At this point, there are seemingly no new questions. Analytics can address what has happened, what might happen next and what action to take. So what’s left to do? Despite much ado about democratizing access to data delivering consumable, contextually appropriate insights remains a challenge. Therein lies the rub: The best insight is for naught if it does not lead to action. Enter Perceptive Analytics (my term). With Perceptive Analytics, systems do not merely passively analyze but actively engage and interact with their environment. As such, the business questions Perceptive Analytics systems (AI in particular) answer are not different than those defined above. What is radically different is how AI systems are developed and deployed to enable action.
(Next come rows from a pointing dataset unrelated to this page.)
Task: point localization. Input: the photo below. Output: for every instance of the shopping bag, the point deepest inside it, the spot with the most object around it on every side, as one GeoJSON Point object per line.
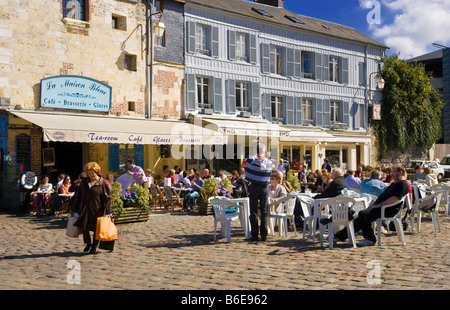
{"type": "Point", "coordinates": [107, 245]}
{"type": "Point", "coordinates": [71, 230]}
{"type": "Point", "coordinates": [106, 230]}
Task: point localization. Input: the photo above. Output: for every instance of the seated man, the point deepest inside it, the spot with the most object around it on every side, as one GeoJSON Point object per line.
{"type": "Point", "coordinates": [393, 193]}
{"type": "Point", "coordinates": [352, 181]}
{"type": "Point", "coordinates": [336, 186]}
{"type": "Point", "coordinates": [373, 185]}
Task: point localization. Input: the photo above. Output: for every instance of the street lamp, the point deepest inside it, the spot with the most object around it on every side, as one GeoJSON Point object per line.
{"type": "Point", "coordinates": [380, 83]}
{"type": "Point", "coordinates": [159, 29]}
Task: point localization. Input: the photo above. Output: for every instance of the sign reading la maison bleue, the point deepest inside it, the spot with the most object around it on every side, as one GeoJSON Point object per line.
{"type": "Point", "coordinates": [75, 93]}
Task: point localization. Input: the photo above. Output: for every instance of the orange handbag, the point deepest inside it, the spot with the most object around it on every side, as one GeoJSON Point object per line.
{"type": "Point", "coordinates": [106, 230]}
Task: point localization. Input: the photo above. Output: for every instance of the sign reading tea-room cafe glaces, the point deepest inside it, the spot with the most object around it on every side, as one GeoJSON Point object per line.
{"type": "Point", "coordinates": [75, 93]}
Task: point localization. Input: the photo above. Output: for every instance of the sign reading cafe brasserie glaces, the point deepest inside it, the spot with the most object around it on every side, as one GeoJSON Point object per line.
{"type": "Point", "coordinates": [75, 93]}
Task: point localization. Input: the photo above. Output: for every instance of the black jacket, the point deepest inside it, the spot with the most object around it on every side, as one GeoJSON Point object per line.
{"type": "Point", "coordinates": [334, 189]}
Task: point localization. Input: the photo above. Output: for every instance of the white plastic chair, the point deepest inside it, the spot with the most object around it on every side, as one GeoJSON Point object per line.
{"type": "Point", "coordinates": [445, 189]}
{"type": "Point", "coordinates": [338, 206]}
{"type": "Point", "coordinates": [287, 211]}
{"type": "Point", "coordinates": [307, 205]}
{"type": "Point", "coordinates": [225, 219]}
{"type": "Point", "coordinates": [430, 200]}
{"type": "Point", "coordinates": [397, 219]}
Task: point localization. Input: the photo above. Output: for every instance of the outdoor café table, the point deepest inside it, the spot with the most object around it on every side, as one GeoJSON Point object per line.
{"type": "Point", "coordinates": [44, 200]}
{"type": "Point", "coordinates": [244, 216]}
{"type": "Point", "coordinates": [361, 204]}
{"type": "Point", "coordinates": [419, 190]}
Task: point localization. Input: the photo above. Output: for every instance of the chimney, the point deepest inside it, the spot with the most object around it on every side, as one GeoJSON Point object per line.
{"type": "Point", "coordinates": [275, 3]}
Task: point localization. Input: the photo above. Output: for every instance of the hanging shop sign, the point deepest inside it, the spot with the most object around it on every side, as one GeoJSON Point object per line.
{"type": "Point", "coordinates": [75, 93]}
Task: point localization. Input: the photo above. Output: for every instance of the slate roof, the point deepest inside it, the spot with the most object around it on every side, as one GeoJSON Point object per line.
{"type": "Point", "coordinates": [278, 16]}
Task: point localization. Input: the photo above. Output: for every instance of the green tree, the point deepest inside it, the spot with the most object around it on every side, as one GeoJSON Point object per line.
{"type": "Point", "coordinates": [411, 108]}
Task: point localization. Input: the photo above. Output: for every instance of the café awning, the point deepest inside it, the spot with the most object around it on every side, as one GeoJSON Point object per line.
{"type": "Point", "coordinates": [241, 126]}
{"type": "Point", "coordinates": [89, 128]}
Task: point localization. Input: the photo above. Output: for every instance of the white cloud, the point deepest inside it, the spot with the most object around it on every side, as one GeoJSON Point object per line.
{"type": "Point", "coordinates": [413, 26]}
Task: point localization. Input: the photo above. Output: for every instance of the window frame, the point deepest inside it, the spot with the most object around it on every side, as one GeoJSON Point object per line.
{"type": "Point", "coordinates": [202, 83]}
{"type": "Point", "coordinates": [276, 59]}
{"type": "Point", "coordinates": [242, 96]}
{"type": "Point", "coordinates": [83, 10]}
{"type": "Point", "coordinates": [307, 74]}
{"type": "Point", "coordinates": [335, 111]}
{"type": "Point", "coordinates": [334, 68]}
{"type": "Point", "coordinates": [307, 108]}
{"type": "Point", "coordinates": [277, 108]}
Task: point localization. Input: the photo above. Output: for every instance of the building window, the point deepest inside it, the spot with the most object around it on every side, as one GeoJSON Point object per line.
{"type": "Point", "coordinates": [159, 5]}
{"type": "Point", "coordinates": [335, 111]}
{"type": "Point", "coordinates": [203, 90]}
{"type": "Point", "coordinates": [276, 60]}
{"type": "Point", "coordinates": [131, 62]}
{"type": "Point", "coordinates": [75, 9]}
{"type": "Point", "coordinates": [307, 108]}
{"type": "Point", "coordinates": [242, 97]}
{"type": "Point", "coordinates": [241, 46]}
{"type": "Point", "coordinates": [277, 108]}
{"type": "Point", "coordinates": [202, 35]}
{"type": "Point", "coordinates": [307, 65]}
{"type": "Point", "coordinates": [131, 106]}
{"type": "Point", "coordinates": [119, 22]}
{"type": "Point", "coordinates": [334, 69]}
{"type": "Point", "coordinates": [161, 42]}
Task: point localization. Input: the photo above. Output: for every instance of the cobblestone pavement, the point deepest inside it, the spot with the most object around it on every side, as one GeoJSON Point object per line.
{"type": "Point", "coordinates": [177, 252]}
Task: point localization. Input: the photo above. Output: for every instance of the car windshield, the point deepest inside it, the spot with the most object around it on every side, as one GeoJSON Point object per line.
{"type": "Point", "coordinates": [445, 161]}
{"type": "Point", "coordinates": [413, 164]}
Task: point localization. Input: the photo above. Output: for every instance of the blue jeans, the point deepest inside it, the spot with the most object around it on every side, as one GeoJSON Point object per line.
{"type": "Point", "coordinates": [190, 198]}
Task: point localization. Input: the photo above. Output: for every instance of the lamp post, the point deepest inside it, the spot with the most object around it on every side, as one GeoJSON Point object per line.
{"type": "Point", "coordinates": [159, 29]}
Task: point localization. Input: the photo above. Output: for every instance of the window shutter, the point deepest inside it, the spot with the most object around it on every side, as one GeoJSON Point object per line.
{"type": "Point", "coordinates": [361, 71]}
{"type": "Point", "coordinates": [326, 67]}
{"type": "Point", "coordinates": [298, 111]}
{"type": "Point", "coordinates": [232, 45]}
{"type": "Point", "coordinates": [191, 37]}
{"type": "Point", "coordinates": [215, 42]}
{"type": "Point", "coordinates": [298, 63]}
{"type": "Point", "coordinates": [252, 54]}
{"type": "Point", "coordinates": [319, 112]}
{"type": "Point", "coordinates": [346, 113]}
{"type": "Point", "coordinates": [139, 155]}
{"type": "Point", "coordinates": [190, 92]}
{"type": "Point", "coordinates": [356, 115]}
{"type": "Point", "coordinates": [217, 93]}
{"type": "Point", "coordinates": [326, 113]}
{"type": "Point", "coordinates": [113, 157]}
{"type": "Point", "coordinates": [318, 66]}
{"type": "Point", "coordinates": [290, 62]}
{"type": "Point", "coordinates": [344, 71]}
{"type": "Point", "coordinates": [267, 108]}
{"type": "Point", "coordinates": [255, 99]}
{"type": "Point", "coordinates": [289, 118]}
{"type": "Point", "coordinates": [265, 54]}
{"type": "Point", "coordinates": [231, 98]}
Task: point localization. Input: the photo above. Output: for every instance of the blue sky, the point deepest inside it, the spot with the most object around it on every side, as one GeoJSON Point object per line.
{"type": "Point", "coordinates": [408, 27]}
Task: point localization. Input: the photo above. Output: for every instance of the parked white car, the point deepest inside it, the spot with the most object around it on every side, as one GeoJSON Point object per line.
{"type": "Point", "coordinates": [445, 164]}
{"type": "Point", "coordinates": [436, 168]}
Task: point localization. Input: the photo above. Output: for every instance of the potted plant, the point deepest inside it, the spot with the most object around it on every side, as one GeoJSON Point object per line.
{"type": "Point", "coordinates": [130, 205]}
{"type": "Point", "coordinates": [213, 187]}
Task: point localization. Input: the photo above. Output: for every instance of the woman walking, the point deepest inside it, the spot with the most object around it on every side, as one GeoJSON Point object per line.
{"type": "Point", "coordinates": [92, 200]}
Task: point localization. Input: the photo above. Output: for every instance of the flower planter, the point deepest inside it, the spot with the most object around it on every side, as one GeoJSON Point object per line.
{"type": "Point", "coordinates": [130, 214]}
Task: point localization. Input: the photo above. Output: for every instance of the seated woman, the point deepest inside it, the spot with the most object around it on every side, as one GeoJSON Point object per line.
{"type": "Point", "coordinates": [189, 198]}
{"type": "Point", "coordinates": [326, 180]}
{"type": "Point", "coordinates": [240, 186]}
{"type": "Point", "coordinates": [276, 190]}
{"type": "Point", "coordinates": [42, 194]}
{"type": "Point", "coordinates": [57, 201]}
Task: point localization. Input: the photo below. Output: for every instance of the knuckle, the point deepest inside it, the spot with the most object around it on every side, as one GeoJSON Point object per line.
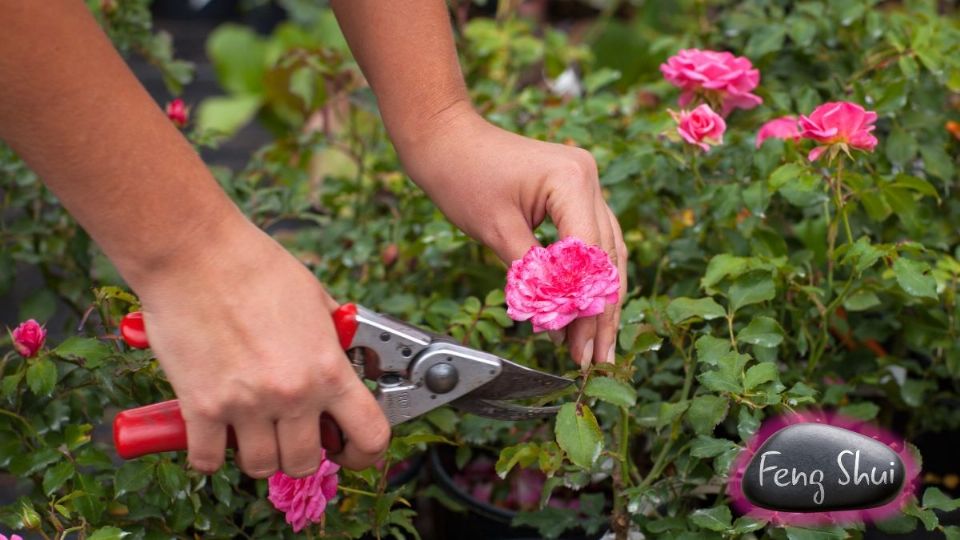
{"type": "Point", "coordinates": [208, 409]}
{"type": "Point", "coordinates": [572, 172]}
{"type": "Point", "coordinates": [332, 374]}
{"type": "Point", "coordinates": [377, 440]}
{"type": "Point", "coordinates": [259, 471]}
{"type": "Point", "coordinates": [290, 392]}
{"type": "Point", "coordinates": [205, 463]}
{"type": "Point", "coordinates": [585, 160]}
{"type": "Point", "coordinates": [300, 471]}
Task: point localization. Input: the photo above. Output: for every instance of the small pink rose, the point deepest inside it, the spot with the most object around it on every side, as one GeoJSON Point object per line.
{"type": "Point", "coordinates": [718, 76]}
{"type": "Point", "coordinates": [566, 280]}
{"type": "Point", "coordinates": [178, 112]}
{"type": "Point", "coordinates": [840, 123]}
{"type": "Point", "coordinates": [28, 338]}
{"type": "Point", "coordinates": [701, 126]}
{"type": "Point", "coordinates": [304, 500]}
{"type": "Point", "coordinates": [785, 127]}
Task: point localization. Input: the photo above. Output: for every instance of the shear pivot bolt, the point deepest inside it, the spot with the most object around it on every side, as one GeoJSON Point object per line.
{"type": "Point", "coordinates": [442, 378]}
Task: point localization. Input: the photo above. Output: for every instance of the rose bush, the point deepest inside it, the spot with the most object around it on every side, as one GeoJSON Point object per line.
{"type": "Point", "coordinates": [760, 282]}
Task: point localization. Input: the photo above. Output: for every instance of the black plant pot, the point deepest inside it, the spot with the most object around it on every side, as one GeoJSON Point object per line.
{"type": "Point", "coordinates": [482, 521]}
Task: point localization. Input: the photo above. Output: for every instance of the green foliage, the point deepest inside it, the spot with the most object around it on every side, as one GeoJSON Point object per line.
{"type": "Point", "coordinates": [760, 282]}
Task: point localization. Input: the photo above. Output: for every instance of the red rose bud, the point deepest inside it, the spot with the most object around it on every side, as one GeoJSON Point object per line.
{"type": "Point", "coordinates": [954, 128]}
{"type": "Point", "coordinates": [28, 338]}
{"type": "Point", "coordinates": [133, 330]}
{"type": "Point", "coordinates": [178, 112]}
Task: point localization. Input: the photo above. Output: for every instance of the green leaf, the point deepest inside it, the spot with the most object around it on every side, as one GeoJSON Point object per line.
{"type": "Point", "coordinates": [42, 376]}
{"type": "Point", "coordinates": [717, 518]}
{"type": "Point", "coordinates": [937, 162]}
{"type": "Point", "coordinates": [710, 349]}
{"type": "Point", "coordinates": [239, 57]}
{"type": "Point", "coordinates": [222, 487]}
{"type": "Point", "coordinates": [914, 278]}
{"type": "Point", "coordinates": [706, 412]}
{"type": "Point", "coordinates": [765, 39]}
{"type": "Point", "coordinates": [90, 350]}
{"type": "Point", "coordinates": [744, 525]}
{"type": "Point", "coordinates": [926, 516]}
{"type": "Point", "coordinates": [132, 477]}
{"type": "Point", "coordinates": [728, 375]}
{"type": "Point", "coordinates": [861, 300]}
{"type": "Point", "coordinates": [523, 454]}
{"type": "Point", "coordinates": [747, 424]}
{"type": "Point", "coordinates": [863, 411]}
{"type": "Point", "coordinates": [107, 533]}
{"type": "Point", "coordinates": [918, 185]}
{"type": "Point", "coordinates": [578, 434]}
{"type": "Point", "coordinates": [707, 447]}
{"type": "Point", "coordinates": [901, 146]}
{"type": "Point", "coordinates": [937, 500]}
{"type": "Point", "coordinates": [761, 373]}
{"type": "Point", "coordinates": [172, 478]}
{"type": "Point", "coordinates": [600, 78]}
{"type": "Point", "coordinates": [226, 114]}
{"type": "Point", "coordinates": [750, 289]}
{"type": "Point", "coordinates": [56, 476]}
{"type": "Point", "coordinates": [670, 412]}
{"type": "Point", "coordinates": [612, 391]}
{"type": "Point", "coordinates": [721, 267]}
{"type": "Point", "coordinates": [762, 331]}
{"type": "Point", "coordinates": [682, 309]}
{"type": "Point", "coordinates": [798, 185]}
{"type": "Point", "coordinates": [827, 533]}
{"type": "Point", "coordinates": [785, 174]}
{"type": "Point", "coordinates": [801, 29]}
With AI, machines (aka algorithms) learn from, monitor, and respond to events (aka data input) in their environment with less direction and supervision. This has allowed many tasks previously thought to be the sole purview of humans to be automated. More importantly, AI provides the ability to deploy analytics systems that communicate in the same ways we do – in “plain English”. Armed with the ability to hear, see, speak and write AI systems facilitate an active dialogue between human decision makers and information that focuses attention on: What insight do I need right now? What else should I consider? In this way, AI solutions bridge the gap between creating and deploying impactful analytics. It is this capability which may, ultimately, deliver on the promise of a data-driven organization: one in which access to contextually appropriate insight is not limited by an individual’s technical expertise or background.
Each Analytics progression has created new opportunities for competitive advantage and meaningful engagement. There is no question AI’s transformative potential will eclipse its predecessors. Yet the seeds of that development and, more critically, the appetite for AI were planted in the work that came before. Even so, adding a new floor to your Analytics house will take an architect with vision and an investment of time and money. But if your organization is practicing analytics today you have unwittingly begun to lay a good foundation to build toward AI.